Traditional professional development programs require teachers to be absent from the classroom or worse - schools to be shut down for the entire day — despite knowing that teacher absences from the classroom, for even the best of reasons, are tied to a decrease in student learning. Taking teachers out of the classroom to increase student achievement and knowing that teachers absences will result in a decrease in student learning is an educational paradox that should no longer be tolerated.
Districts often mandate 3-5 staff development days requiring school closures as well as periodic (average 5 days) trainings during the school day scattered throughout the year. This means that teachers are pulled from the classroom for as many as 10 days each year — over the course of a students K-12 career — with each child losing almost an entire year of instruction — under the assumption the teacher will be "better" when they return from the training. However, a report by the National Staff Development Council, Professional Learning in the Learning Profession (2009), notes that most teachers (9 out of 10) in the United States participate in professional development consisting mostly of short isolated workshops and conference sessions. Based on these sporadic, disconnected, random training events, teachers testify that district initiatives are not sustained or supported and that one-shot professional development does not change or improve their practice.

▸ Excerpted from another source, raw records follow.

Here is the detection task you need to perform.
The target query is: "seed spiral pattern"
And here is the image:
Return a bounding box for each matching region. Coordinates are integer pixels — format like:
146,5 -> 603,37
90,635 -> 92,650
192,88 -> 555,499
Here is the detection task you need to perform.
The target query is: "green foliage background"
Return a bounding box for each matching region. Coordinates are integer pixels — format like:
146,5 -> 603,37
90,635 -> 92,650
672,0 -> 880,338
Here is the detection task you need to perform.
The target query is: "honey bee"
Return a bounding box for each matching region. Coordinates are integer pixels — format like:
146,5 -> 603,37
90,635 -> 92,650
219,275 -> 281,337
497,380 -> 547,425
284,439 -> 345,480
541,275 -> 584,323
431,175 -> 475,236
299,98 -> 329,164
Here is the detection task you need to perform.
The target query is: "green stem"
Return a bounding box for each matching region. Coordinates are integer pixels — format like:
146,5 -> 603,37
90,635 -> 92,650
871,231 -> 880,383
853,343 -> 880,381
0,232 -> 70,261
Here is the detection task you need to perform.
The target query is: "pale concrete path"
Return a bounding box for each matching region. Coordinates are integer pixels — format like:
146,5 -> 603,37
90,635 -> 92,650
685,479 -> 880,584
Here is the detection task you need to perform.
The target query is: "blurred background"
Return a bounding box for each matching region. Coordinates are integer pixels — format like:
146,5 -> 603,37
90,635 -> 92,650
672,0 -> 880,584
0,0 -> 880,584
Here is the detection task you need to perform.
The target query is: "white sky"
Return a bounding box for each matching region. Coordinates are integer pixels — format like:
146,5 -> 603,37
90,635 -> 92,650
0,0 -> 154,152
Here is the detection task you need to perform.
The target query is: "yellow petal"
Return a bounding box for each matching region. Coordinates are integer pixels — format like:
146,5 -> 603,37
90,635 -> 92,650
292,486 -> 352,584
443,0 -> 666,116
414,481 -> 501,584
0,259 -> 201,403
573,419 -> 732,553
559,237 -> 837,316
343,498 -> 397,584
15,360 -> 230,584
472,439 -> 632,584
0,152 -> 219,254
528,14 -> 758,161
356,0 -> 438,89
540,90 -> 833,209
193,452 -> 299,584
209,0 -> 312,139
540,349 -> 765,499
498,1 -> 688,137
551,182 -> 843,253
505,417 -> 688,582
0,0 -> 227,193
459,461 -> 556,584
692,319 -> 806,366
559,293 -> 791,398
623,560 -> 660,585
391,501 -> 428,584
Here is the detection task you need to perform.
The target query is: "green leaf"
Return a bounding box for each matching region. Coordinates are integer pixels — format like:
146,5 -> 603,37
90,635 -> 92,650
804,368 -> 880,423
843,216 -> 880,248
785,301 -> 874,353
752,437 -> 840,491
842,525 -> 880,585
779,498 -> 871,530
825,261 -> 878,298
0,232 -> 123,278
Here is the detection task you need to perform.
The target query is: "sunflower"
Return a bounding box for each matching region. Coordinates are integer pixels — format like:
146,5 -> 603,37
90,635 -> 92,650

Time after time, research concludes that only high-quality, sustained, collaborative, and intensive professional learning directly and positively affects student achievement (SEDTA, 2008). "It's time," declares Linda Darling-Hammond, the principal researcher in the study, "for our education workforce to engage in learning the way other professionals do — continually, collaboratively, and on the job — to address common problems and crucial challenges where they work." Given the amount of dollars expended on human capital both in terms of personnel dollars and professional development dollars, districts must work to establish highly-effective professional development systems for teachers and administrators focused on delivering quality training aligned to crucial competencies and skills.